Lo que sucedió después fue catastrófico. Llegó hasta el
fondo del cementerio, y se encontró con la guarida de los muertos. Había
infinidad de sarcófagos abiertos, y cadáveres en los huesos de mujeres, que
eran las esposas de los muertos que no se atrevían a despertar.
Depositó al más fuerte de los muertos, que comenzaba a
recobrar la conciencia sobre las húmedas y fértiles tierras del gran
cementerio. Entonces, un tanto más tarde los demás muertos retornaron a su
hogar, ardiendo en furia y arrebatados deseos de despedazar al hombre, y
cometer toda clase de crueldades con él.
Se vio perdido.
Entonces, en los últimos segundos de aquella venidera
agonía, llegaron todos los sobrevivientes del pueblo (unos pocos), hombres
destruidos emocionalmente, con intenciones de hacerles pagar a los muertos. Se
armó entonces la más reñida trifulca, la más sanguinaria contienda. Huesos para
allá, brazos cercenados, cabezas decapitadas, muertos devorando a aquellas
personas, furiosos alaridos de dolor…
Los sobrevivientes del arrasado pueblo todos habían traído
garrotes. Luego de varias muertes, terminaron finalmente partiendo a los
muertos, literalmente. Ya les iba a ser imposible rearmarse, pues sus cuerpos
estaban destrozados.
Ya al atardecer del día siguiente, un rojo atardecer en
honor a la matanza del día anterior, las personas del pueblo que habían
quedado, volvieron a enterrar a los muertos en los sarcófagos, y a sus restos.

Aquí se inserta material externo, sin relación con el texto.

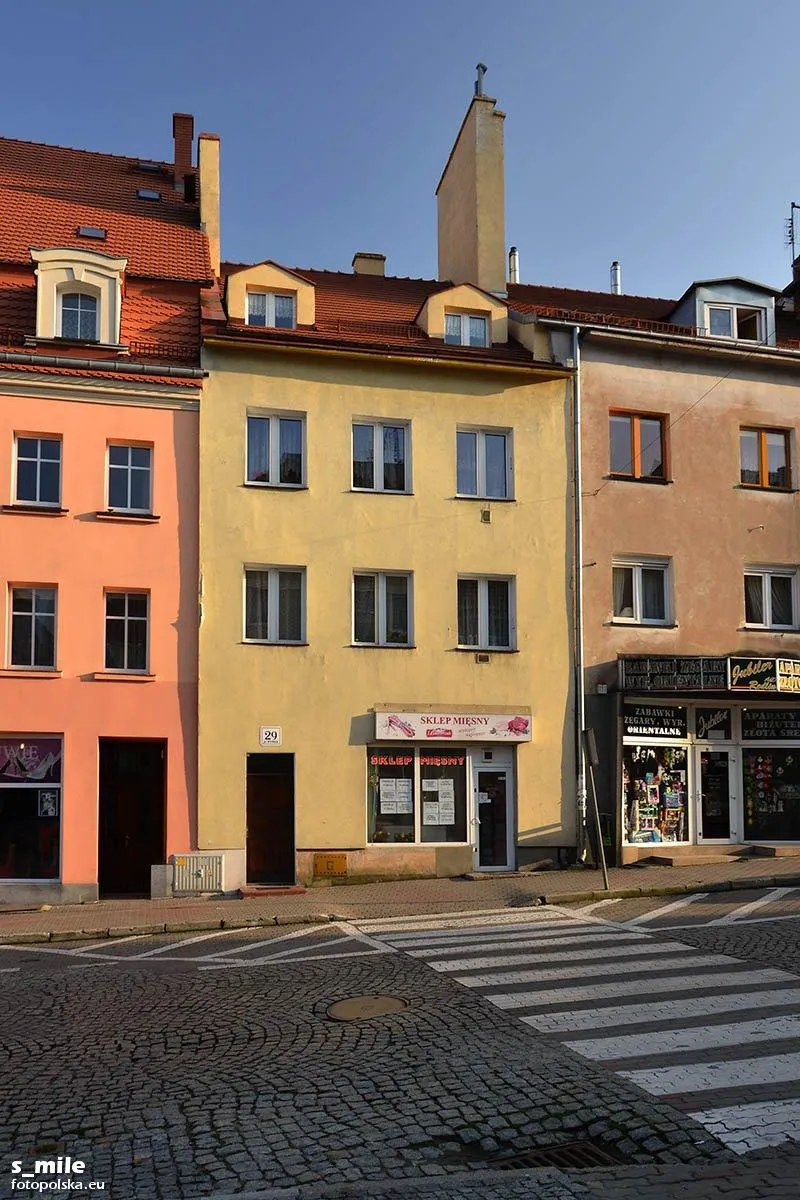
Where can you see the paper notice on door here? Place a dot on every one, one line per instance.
(403, 801)
(431, 813)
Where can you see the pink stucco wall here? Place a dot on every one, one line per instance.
(84, 556)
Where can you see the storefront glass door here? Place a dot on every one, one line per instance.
(715, 797)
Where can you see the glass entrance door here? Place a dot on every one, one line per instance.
(492, 795)
(714, 823)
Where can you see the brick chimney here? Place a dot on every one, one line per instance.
(368, 264)
(184, 141)
(208, 156)
(470, 201)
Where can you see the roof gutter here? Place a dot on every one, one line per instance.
(144, 369)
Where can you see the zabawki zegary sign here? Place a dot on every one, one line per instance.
(452, 727)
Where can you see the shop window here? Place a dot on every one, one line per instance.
(655, 798)
(30, 808)
(764, 459)
(770, 598)
(771, 792)
(483, 463)
(382, 609)
(275, 605)
(637, 445)
(380, 457)
(641, 593)
(390, 796)
(276, 450)
(38, 471)
(443, 796)
(32, 628)
(486, 613)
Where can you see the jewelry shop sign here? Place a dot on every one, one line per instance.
(452, 727)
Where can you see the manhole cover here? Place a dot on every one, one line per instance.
(361, 1008)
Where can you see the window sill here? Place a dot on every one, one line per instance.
(486, 649)
(762, 487)
(131, 517)
(638, 479)
(275, 487)
(35, 510)
(122, 677)
(487, 499)
(29, 673)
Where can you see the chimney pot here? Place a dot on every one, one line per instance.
(368, 264)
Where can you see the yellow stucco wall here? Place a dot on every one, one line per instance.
(322, 694)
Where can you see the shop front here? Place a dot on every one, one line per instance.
(702, 769)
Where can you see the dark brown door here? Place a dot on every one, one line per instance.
(132, 813)
(270, 819)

Eso sí, para que nunca se repitiera lo que sucedió, los sellaron con gruesas
capas metálicas, asegurados con resistentes tornillos.
En las noches siguientes, se decía que todavía se podía
escuchar a los muertos, golpeando las selladuras desesperados por salir.

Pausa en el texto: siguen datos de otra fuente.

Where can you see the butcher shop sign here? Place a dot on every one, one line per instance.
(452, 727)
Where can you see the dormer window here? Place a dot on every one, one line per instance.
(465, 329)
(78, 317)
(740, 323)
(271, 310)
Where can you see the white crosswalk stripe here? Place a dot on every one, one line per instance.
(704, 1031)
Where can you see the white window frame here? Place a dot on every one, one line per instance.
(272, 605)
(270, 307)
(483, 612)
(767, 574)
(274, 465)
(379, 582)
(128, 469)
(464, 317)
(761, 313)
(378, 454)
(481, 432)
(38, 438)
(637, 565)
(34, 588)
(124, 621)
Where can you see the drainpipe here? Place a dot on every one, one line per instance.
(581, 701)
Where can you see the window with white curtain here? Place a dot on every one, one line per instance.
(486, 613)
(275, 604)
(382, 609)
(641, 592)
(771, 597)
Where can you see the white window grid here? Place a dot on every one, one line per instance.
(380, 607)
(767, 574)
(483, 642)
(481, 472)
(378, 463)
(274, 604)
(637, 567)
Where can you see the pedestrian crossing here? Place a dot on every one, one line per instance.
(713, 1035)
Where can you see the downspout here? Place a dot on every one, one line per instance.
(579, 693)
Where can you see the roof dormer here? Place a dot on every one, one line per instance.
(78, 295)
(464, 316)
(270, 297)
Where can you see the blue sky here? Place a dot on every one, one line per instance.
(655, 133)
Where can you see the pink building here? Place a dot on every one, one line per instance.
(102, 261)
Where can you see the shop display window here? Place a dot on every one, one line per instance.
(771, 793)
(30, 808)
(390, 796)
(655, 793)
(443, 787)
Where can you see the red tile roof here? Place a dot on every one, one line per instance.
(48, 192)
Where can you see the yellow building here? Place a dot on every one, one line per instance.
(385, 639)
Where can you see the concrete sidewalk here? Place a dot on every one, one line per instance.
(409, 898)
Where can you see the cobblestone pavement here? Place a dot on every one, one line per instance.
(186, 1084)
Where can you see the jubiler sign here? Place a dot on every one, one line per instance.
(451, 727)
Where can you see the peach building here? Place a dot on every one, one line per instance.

El pueblo mucho tiempo más tarde volvió a ser próspero y
apacible. Una de aquellas tardes se habían reunidos los pocos del pueblo que
habían resistido al ataque y masacre, incluyendo al hombre de la carreta, que
había abatido al muerto más robusto. Entre ellos, uno de los ancianos, líder
del pueblo había dicho:
-Esperemos que esto no suceda nunca más. Por alguna cosa del
destino, algún hechicero debió haber maldecido el cementerio entero, para que
aquellos muertos hubieran despertado, e hicieron lo que hicieron…

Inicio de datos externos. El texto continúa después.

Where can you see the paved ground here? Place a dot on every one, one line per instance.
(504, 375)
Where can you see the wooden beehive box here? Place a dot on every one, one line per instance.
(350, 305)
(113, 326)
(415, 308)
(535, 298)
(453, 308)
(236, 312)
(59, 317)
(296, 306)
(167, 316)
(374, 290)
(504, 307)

Pero por lo menos las placas metálicas con las que habían
tapado los sarcófagos, les aseguraban un futuro protegidos. El pueblo volvió a
llenarse de tranquilidad, y los habitantes a resurgir. Estaba para el recuerdo
sin embargo, lo que había sucedido. Si los muertos volvieran a despertar, los
habitantes del soleado pueblo no estarían esta vez, para contarlo dos veces.